Avec Ballade Mentale on répétait et on se produisait si souvent que la musique a rythmé ma vie durant une dizaine d’années. Tandis que pour le projet Babtoo The Roots, ce fut un mois au pied du mur, confronté à un monde dont je ne parlais pas la langue. Je n’avais plus mes repères, je suis sorti de ma zone de confort et me suis confronté à un univers totalement différent. Ce qui m’a permis de me retrouver et de prendre conscience de ma réelle capacité artistique. Le documentaire éponyme retrace tout ce parcours et regroupe l’ensemble des featurings enregistrés durant ce voyage. Il sortira très bientôt et j’ai hâte que vous le découvriez.

La musique en temps de Covid, qu’en penses-tu ?
Ce que je regrette avec le Covid c’est de ne pas pouvoir défendre mon album sur scène. Par contre, il a permis d’être sans cesse créatif et de devoir s’adapter grâce notamment aux lives insta ou facebook par exemple. Je songe d’ailleurs à en faire autant très bientôt.

Quels sont tes projets pour la suite ? J’ai cru entendre parler d’EJM…
On a croisé le fer sur scène plusieurs fois avec EJM cette année, ça me manque, ça date. Pour la suite, je vous promets des surprises ! Restez connectés.

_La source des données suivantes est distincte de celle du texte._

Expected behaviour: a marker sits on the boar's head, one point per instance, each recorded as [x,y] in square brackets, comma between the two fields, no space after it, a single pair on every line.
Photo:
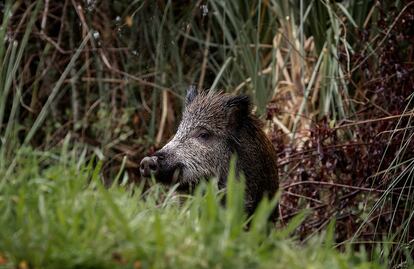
[204,142]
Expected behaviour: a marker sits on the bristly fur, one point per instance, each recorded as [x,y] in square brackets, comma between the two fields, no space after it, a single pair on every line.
[214,127]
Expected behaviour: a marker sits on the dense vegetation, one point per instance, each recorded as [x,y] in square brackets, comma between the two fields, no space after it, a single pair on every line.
[89,87]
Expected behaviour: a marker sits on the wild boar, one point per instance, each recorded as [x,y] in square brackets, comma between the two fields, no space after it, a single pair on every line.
[214,127]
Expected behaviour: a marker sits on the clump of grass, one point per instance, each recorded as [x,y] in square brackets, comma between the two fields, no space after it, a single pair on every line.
[56,213]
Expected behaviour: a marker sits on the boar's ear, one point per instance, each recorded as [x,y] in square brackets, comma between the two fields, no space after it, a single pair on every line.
[239,108]
[191,94]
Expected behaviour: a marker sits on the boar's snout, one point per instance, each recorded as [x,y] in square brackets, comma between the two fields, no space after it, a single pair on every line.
[148,166]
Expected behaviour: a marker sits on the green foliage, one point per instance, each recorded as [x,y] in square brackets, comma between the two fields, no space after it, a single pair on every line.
[56,213]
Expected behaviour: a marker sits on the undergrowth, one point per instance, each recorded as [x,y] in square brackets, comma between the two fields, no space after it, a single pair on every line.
[56,213]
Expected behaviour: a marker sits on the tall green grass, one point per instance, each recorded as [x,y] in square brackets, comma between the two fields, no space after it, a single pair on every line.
[56,213]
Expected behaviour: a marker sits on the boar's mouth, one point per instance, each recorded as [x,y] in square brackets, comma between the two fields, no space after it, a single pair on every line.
[169,175]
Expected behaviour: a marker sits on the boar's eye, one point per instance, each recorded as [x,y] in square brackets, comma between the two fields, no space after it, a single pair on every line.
[203,135]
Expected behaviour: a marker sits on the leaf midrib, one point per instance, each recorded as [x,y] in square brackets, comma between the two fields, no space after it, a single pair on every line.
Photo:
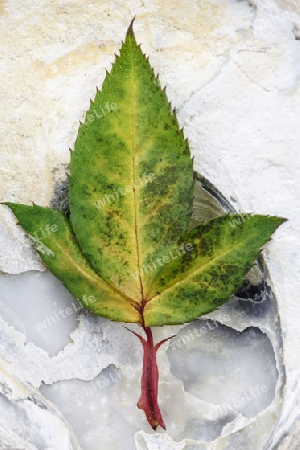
[133,151]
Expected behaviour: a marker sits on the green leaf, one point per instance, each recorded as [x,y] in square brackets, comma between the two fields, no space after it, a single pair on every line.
[209,266]
[131,192]
[52,237]
[131,182]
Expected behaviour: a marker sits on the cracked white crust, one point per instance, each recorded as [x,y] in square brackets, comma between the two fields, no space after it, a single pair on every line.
[232,72]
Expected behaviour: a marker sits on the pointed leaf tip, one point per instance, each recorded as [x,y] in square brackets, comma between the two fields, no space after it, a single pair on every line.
[130,28]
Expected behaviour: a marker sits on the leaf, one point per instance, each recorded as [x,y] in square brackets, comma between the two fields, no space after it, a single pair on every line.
[130,195]
[127,252]
[52,236]
[197,281]
[131,182]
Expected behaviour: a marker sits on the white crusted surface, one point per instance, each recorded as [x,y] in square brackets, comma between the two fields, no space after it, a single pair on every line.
[232,72]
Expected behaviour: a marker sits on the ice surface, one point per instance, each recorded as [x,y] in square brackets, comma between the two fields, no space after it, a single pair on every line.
[235,81]
[51,312]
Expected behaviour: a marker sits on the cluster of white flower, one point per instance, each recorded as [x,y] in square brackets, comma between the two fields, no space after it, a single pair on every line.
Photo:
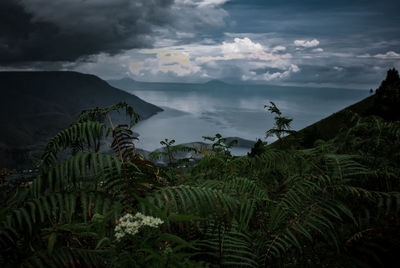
[130,225]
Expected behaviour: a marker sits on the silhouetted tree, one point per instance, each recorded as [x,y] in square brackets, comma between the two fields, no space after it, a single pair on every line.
[387,103]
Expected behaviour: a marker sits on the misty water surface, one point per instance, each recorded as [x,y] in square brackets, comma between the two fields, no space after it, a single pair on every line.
[190,114]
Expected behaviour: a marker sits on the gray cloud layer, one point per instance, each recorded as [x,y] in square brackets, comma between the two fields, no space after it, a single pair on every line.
[64,30]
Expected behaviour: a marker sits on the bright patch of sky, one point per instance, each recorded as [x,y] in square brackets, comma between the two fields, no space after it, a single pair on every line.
[315,43]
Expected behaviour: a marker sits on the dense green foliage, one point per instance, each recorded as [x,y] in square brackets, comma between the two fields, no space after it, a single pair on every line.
[333,205]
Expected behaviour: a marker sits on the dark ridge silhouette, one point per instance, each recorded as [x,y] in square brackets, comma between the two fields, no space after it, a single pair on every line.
[384,103]
[35,105]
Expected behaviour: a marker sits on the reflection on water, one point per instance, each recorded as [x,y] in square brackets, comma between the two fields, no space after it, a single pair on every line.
[190,114]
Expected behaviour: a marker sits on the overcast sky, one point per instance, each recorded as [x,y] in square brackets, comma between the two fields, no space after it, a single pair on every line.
[310,42]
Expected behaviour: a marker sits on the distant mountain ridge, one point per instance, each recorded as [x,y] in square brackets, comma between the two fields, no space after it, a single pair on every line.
[35,105]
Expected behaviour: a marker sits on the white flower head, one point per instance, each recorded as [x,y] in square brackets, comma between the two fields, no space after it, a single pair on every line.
[130,225]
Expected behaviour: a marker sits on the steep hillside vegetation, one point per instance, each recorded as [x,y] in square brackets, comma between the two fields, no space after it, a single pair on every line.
[35,105]
[384,103]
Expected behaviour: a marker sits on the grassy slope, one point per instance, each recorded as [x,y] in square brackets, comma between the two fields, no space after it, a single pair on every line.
[330,126]
[36,105]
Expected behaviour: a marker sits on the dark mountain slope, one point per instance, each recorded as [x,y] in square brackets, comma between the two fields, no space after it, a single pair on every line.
[35,105]
[384,103]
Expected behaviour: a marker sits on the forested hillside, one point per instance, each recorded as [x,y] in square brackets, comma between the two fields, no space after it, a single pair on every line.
[333,204]
[36,105]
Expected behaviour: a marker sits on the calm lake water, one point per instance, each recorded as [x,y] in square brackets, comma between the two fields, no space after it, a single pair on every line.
[190,113]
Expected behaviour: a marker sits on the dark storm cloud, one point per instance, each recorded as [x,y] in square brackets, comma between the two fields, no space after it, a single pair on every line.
[65,30]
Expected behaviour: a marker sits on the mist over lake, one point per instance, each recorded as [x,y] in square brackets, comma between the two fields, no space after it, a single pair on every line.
[193,110]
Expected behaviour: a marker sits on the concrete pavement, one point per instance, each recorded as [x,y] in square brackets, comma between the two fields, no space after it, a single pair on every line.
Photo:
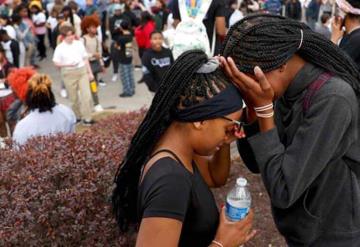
[108,95]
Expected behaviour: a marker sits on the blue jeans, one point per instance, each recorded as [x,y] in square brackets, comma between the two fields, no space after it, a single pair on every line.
[127,78]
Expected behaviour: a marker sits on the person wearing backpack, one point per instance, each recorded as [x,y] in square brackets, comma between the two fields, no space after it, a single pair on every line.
[89,26]
[212,17]
[348,41]
[124,43]
[302,127]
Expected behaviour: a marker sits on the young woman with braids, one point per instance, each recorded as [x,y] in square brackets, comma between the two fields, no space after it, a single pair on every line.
[307,146]
[163,182]
[44,116]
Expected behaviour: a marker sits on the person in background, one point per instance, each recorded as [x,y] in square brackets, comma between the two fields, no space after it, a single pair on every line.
[348,41]
[234,13]
[39,20]
[294,10]
[17,80]
[51,24]
[93,48]
[90,8]
[160,14]
[143,31]
[44,116]
[5,24]
[273,7]
[111,8]
[56,41]
[71,57]
[11,47]
[312,13]
[156,61]
[7,96]
[30,38]
[115,31]
[72,19]
[323,27]
[126,68]
[215,17]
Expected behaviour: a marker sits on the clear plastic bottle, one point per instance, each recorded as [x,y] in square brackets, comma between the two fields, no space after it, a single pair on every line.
[238,201]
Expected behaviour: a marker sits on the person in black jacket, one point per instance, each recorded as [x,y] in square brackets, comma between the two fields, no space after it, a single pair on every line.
[115,30]
[293,9]
[350,40]
[302,127]
[11,47]
[156,61]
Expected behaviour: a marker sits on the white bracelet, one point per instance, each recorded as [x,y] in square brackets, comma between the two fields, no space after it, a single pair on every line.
[265,115]
[264,108]
[217,243]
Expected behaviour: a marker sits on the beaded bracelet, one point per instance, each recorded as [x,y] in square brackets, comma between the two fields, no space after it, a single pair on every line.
[264,108]
[265,115]
[217,243]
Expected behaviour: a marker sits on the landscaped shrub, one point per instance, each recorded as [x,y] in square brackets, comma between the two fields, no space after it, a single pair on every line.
[55,191]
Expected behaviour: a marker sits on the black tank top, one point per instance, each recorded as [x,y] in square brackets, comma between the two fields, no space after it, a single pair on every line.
[169,190]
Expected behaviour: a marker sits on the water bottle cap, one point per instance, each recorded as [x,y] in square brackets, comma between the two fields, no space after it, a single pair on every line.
[241,182]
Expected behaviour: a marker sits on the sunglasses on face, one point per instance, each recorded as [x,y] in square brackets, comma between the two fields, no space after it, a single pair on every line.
[238,127]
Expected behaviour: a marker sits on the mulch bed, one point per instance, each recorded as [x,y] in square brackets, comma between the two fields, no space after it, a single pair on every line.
[267,235]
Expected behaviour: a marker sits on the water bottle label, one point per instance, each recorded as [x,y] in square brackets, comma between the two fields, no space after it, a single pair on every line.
[236,214]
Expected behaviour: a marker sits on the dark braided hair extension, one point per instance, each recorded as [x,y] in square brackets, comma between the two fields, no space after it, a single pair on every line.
[270,41]
[180,87]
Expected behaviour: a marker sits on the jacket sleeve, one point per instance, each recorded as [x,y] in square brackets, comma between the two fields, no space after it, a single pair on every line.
[288,171]
[112,26]
[15,50]
[245,150]
[147,70]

Artistiquement tu te vois où dans 5 ou 10 ans ?
Je n’en ai aucune idée, j’évolue au fil des rencontres qui peuplent ma vie.

Un mot de la fin ?
Soyons lucides dans ce monde de mensonges, profonds là où tout est superficiel, mais en musique s’il vous plaît !
Merci beaucoup pour cette interview ! Rejoignez-moi sur les réseaux pour connaître la suite ! L’album Antigone sortira en vynile très bientôt !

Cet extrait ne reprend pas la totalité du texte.